Измученный до предела, плелся я по знакомым коридорам. Завершалась еще одна бессонная ночь — которая уже по счету! В зарешеченном окне появилась бледная полоска. Светало. Еще немного, и меня втолкнут в мрачную келью и прикажут лечь спать. Повторится то же самое, что было до сих пор: только разденусь и залезу под вонючее одеяло, как надсмотрщик откроет дверцу «кормушки», прохрипит знакомое: «Подъем! Ходи!»

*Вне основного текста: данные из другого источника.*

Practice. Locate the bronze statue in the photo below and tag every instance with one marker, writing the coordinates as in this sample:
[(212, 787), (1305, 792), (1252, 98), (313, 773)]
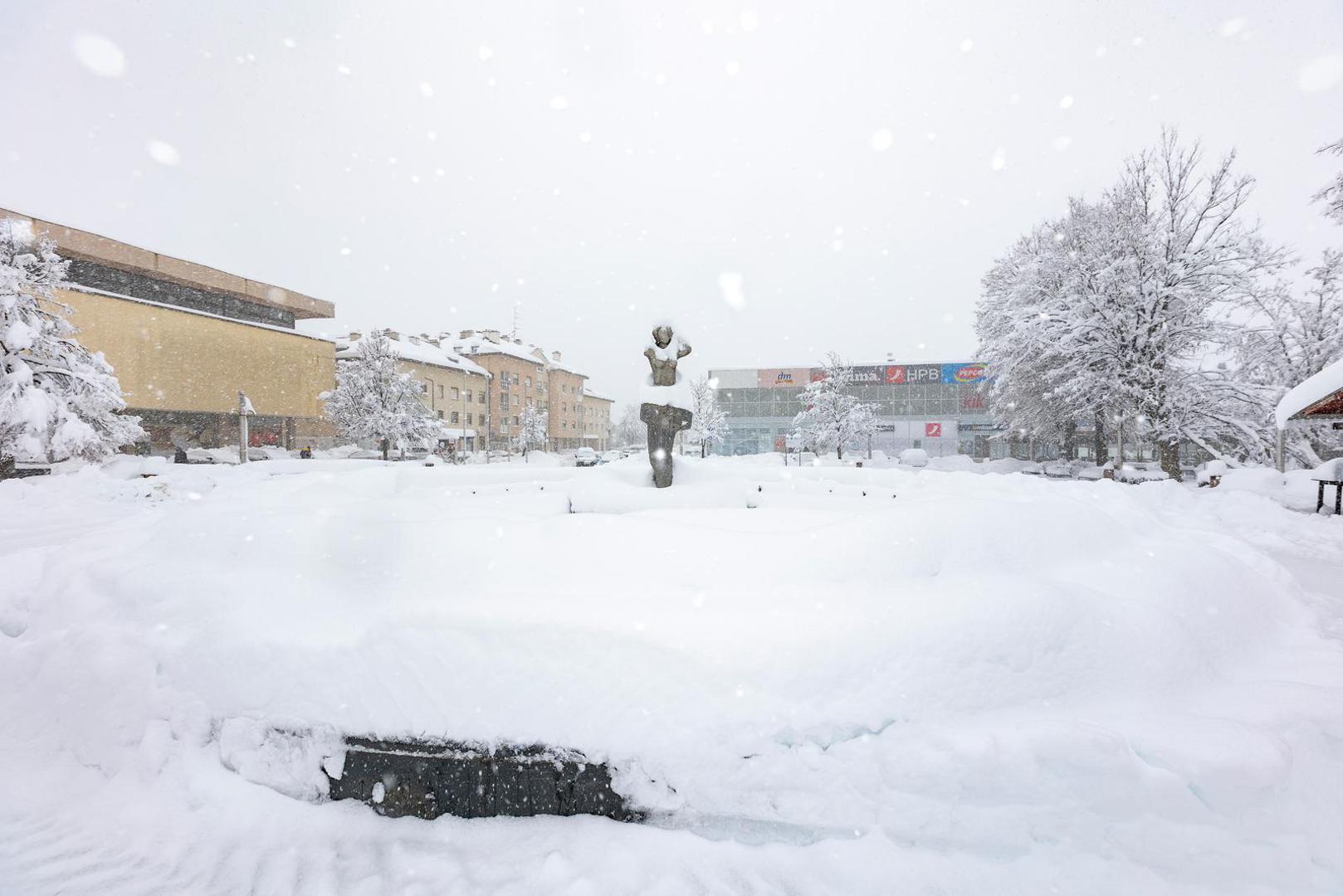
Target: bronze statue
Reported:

И я поднимусь, проклиная этот мерзкий каземат, садистов-следователей и все на свете.
Боже, сколько так будет продолжаться? Когда этому настанет конец?!
И снова то же самое, каждое утро, до одурения!
За дверью камеры гремят ведра с бурдой. Гулко раскрывается дверка «кормушки», и безмолвный повар наливает в изуродованную, почерневшую от времени алюминиевую мисочку какое-то варево, сует пайку черствого хлеба, немного сухих тюлек, покрытых ржавчиной, кружку кипятка. Стынет моя похлебка. Рука не тянется к ложке. Без сна, без воздуха — какая уж тут еда! Я шагаю взад и вперед по камере, как затравленный зверь. Пустые стены. Не с кем словом перекинуться, не от кого узнать, что творится на свете. Оторванный от всего мира, шагаешь, не представляя себе, что тебя ждет через минуту, через час. Что принесет новый мрачный день?
Собираюсь с силами. Весь день придется ходить, а перед отбоем снова потащут к следователю, продолжится всю ночь нудный разговор, от которого тошно.
Но нет, я ошибся. Что-то изменилось.
Сегодня меня доставили в большую комнату. Со стены на меня смотрел сам Лаврентий Павлович Берия. Какая мерзкая, ехидная улыбочка играет на стеклах его пенсне! Этот пресыщенный, обожравшийся, самодовольный друг и соратник «отца народов» чем-то напоминает мне Гиммлера. Словно одна мать их родила.
За массивным дубовым столом сидел сутулый следователь. По краям от него и у окна — несколько суровых молчаливых личностей. Одни из них глядели себе под ноги, боясь поднять глаза, другие о чем-то шептались, должно быть, «психическая обработка».